Blue Cross Blue Shield remains the only carrier on the exchange for Coconino County, and plans on the exchange require referrals to see specialists, Gussio said. Plans have not changed substantially since last year.

Premiums are an average of 1 percent lower this year, Gussio said, though he said customers should not expect to see their rates decrease the same amount.

“That doesn’t mean people’s rates are going down because these are age-based and everyone is a year older,” Gussio said.

When renewing a policy on the healthcare exchange, Gussio said it is important to update expected income level each year. The exchange offers two types of subsidies based on income that can decrease a person’s premiums or lower copays and deductibles.

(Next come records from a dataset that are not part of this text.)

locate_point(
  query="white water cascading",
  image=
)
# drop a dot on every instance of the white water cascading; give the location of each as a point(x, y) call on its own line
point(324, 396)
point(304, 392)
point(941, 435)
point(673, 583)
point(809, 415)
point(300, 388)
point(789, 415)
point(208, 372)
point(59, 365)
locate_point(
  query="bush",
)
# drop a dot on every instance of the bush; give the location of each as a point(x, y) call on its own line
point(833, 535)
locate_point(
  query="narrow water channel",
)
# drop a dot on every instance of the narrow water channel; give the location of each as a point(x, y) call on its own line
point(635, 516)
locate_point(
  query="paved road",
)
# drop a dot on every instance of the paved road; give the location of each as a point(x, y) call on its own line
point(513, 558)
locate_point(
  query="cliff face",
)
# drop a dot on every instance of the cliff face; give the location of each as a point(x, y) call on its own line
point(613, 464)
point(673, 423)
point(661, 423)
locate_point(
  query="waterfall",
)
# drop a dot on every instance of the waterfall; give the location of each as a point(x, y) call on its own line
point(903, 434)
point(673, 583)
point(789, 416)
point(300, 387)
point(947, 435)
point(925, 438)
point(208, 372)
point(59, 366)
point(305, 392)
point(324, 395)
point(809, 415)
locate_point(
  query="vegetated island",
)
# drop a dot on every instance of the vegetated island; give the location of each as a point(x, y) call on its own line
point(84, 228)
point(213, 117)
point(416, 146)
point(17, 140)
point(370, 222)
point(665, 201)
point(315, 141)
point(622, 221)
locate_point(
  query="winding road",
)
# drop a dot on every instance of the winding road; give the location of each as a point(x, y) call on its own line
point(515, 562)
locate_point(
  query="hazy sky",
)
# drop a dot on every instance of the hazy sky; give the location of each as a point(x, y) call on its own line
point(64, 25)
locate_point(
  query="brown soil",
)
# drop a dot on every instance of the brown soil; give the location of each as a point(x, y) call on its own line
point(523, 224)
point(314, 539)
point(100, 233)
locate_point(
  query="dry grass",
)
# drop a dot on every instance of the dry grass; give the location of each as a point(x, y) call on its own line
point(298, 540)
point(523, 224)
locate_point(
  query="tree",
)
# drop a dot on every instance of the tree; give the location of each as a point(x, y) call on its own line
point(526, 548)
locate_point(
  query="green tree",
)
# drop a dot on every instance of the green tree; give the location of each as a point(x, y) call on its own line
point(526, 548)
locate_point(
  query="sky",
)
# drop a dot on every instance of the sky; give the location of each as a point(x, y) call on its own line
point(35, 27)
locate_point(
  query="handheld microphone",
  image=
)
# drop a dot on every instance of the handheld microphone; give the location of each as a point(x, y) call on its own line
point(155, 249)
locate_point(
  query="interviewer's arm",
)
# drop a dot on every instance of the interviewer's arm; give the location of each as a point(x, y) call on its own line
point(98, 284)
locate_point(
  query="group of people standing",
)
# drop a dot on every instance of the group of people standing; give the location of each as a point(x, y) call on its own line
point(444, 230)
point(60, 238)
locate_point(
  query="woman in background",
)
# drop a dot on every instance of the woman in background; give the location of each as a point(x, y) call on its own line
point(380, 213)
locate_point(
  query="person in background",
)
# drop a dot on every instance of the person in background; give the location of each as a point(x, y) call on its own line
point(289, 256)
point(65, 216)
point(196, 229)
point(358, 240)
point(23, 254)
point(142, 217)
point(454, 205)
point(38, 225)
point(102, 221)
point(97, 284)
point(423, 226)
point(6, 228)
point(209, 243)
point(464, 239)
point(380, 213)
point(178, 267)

If a person qualified for those subsidies last year, but had a change of income this year and does not update income information, they could owe the money back later.

“If your income turned out to be higher than when you applied last year; then when you do your taxes, you could have to pay that money back to the government when you file,” Gussio said. “If your income has gone down, you could get some back when you file your taxes.”

In an executive order last week, President Donald Trump signed an executive order to loosen restrictions on short term plans, allow insurance sales across state lines and allow “association health plans” that can be sponsored by an employer or group/

Last week, Trump said he wanted to end the government’s payments to insurers for cost-sharing plans, the type of subsidy that offers people discounted deductibles and copayments. However, Tuesday a bipartisan bill introduced in the Senate proposed extending the payments for two years.

So far, Gussio said, the changes in subsidies have not prompted Blue Cross Blue Shield to change any plans or pricing for the cost-sharing plans it offers.

Gussio said he recommends businesses shop around for different options through the marketplace, and said if a business does not offer insurance, this could be a good year to look at the options due to the cost and what is available this year.

For those who have questions about individual or business plans, Gussio said his office has seven licensed agents in northern Arizona who can answer questions about coverage.

“When people call into the marketplace, the representative don’t always provide the most accurate information,” Gussio said. “It’s a call center, and it has people trying their very best, but they might have less experience than a licensed agent, so don’t hesitate to reach out to our office for assistance.”